The final stages in plant extract testing for potential cosmeceutical application are the clinical trials. The cream, obtained on the basis of the liposomal extract of M. domestica (PhytoCellTecTM Malus Domestica), was tested over four weeks on 20 volunteers. The cream contained a 2% extract and resulted in significant reduction of wrinkle depth after two and four weeks, at 8% and 15% respectively [23]. The French company Naolys performed clinical trial of its product Refine ginger, derived from dedifferentiated plant cell cultures, on 22 women. The product was found to improve skin structure by 50% through pore reduction, obtained a mattifying effect by shininess reduction of 15% and sebum reduction of 19% after 28 days [18]. The Oryza sativa callus extract, containing mainly γ-oryzanol, vitamin E homologues and phenolic acids, also showed beneficial properties when tested on 28 volunteers, at 5% concentration, applied twice per day on facial skin for 12 weeks. The observed anti-aging effect comprised in improvement of skin moisture (75%), elasticity (88%) and whitening effect by 38% [6]. The oil-soluble extract of R. ideaus suspension, when applied on the skin of 20 female volunteers (0.1%, twice per day), improved the skin hydration by 16% after 14 days and 19% after 28 days [22].

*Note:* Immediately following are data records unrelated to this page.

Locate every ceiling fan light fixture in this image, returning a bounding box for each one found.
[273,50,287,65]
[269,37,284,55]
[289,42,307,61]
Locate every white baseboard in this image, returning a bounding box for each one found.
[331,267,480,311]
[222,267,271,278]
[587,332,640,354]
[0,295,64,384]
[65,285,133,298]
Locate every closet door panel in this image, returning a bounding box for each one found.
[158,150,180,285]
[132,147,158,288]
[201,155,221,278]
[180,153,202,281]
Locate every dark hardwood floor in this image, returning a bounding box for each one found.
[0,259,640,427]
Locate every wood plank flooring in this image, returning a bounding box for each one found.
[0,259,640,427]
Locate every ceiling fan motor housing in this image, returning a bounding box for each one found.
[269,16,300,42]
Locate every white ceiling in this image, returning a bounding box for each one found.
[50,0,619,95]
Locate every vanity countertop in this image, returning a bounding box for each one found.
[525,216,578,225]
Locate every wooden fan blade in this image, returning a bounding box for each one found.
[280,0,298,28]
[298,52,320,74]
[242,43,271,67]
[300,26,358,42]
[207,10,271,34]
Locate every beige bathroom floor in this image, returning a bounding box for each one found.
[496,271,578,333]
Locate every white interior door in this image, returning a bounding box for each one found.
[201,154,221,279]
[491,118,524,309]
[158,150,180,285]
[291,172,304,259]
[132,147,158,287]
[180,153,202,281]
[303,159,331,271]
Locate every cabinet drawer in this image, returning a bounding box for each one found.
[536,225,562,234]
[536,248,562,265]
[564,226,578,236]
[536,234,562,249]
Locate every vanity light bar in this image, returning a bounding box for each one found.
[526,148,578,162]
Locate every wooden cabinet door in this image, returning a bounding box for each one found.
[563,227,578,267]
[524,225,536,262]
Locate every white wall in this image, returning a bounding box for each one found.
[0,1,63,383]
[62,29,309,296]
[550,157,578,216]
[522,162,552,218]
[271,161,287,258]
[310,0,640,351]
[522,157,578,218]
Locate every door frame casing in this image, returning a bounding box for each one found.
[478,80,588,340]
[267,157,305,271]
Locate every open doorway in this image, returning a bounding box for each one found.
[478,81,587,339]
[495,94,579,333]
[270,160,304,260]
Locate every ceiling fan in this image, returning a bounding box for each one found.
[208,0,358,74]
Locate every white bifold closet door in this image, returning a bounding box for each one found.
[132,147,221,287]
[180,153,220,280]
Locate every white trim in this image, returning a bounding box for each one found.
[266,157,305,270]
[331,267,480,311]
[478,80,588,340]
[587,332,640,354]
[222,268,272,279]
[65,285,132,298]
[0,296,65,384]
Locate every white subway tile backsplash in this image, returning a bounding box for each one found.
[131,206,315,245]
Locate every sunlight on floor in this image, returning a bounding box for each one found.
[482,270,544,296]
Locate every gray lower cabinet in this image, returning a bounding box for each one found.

6. Conclusions and Future Perspectives

Nowadays, plant in vitro systems are superior source of SMs or complex extracts that possess multiple beneficial activities for skin care. Due to the fast development of the cosmetic industry and recent trends in the cosmetic market, there has been elevated demand for novel and safe natural products (formulations). Biotechnological processes, based on cultivation of plant cells in vitro, are irreplaceable source of bioactive ingredients, produced under controlled conditions in the absence of contaminants and with consistent quality. A comprehensive understanding of the metabolic networks and the factors that control the biosynthesis of SMs is necessary to optimize the (bio)molecules mass production. These include fine tuning of the cultivation parameters (i.e., mixing and agitation) or nutrient medium optimization, precursor feeding or elicitation, to name a few.

Due to the changing regulations in the safety assessment of cosmetics, new in vitro methods to assess the authenticity and safety of cosmetic products have been developed, which aid our understanding of the molecular mechanisms underlying the cosmeceutical ingredients.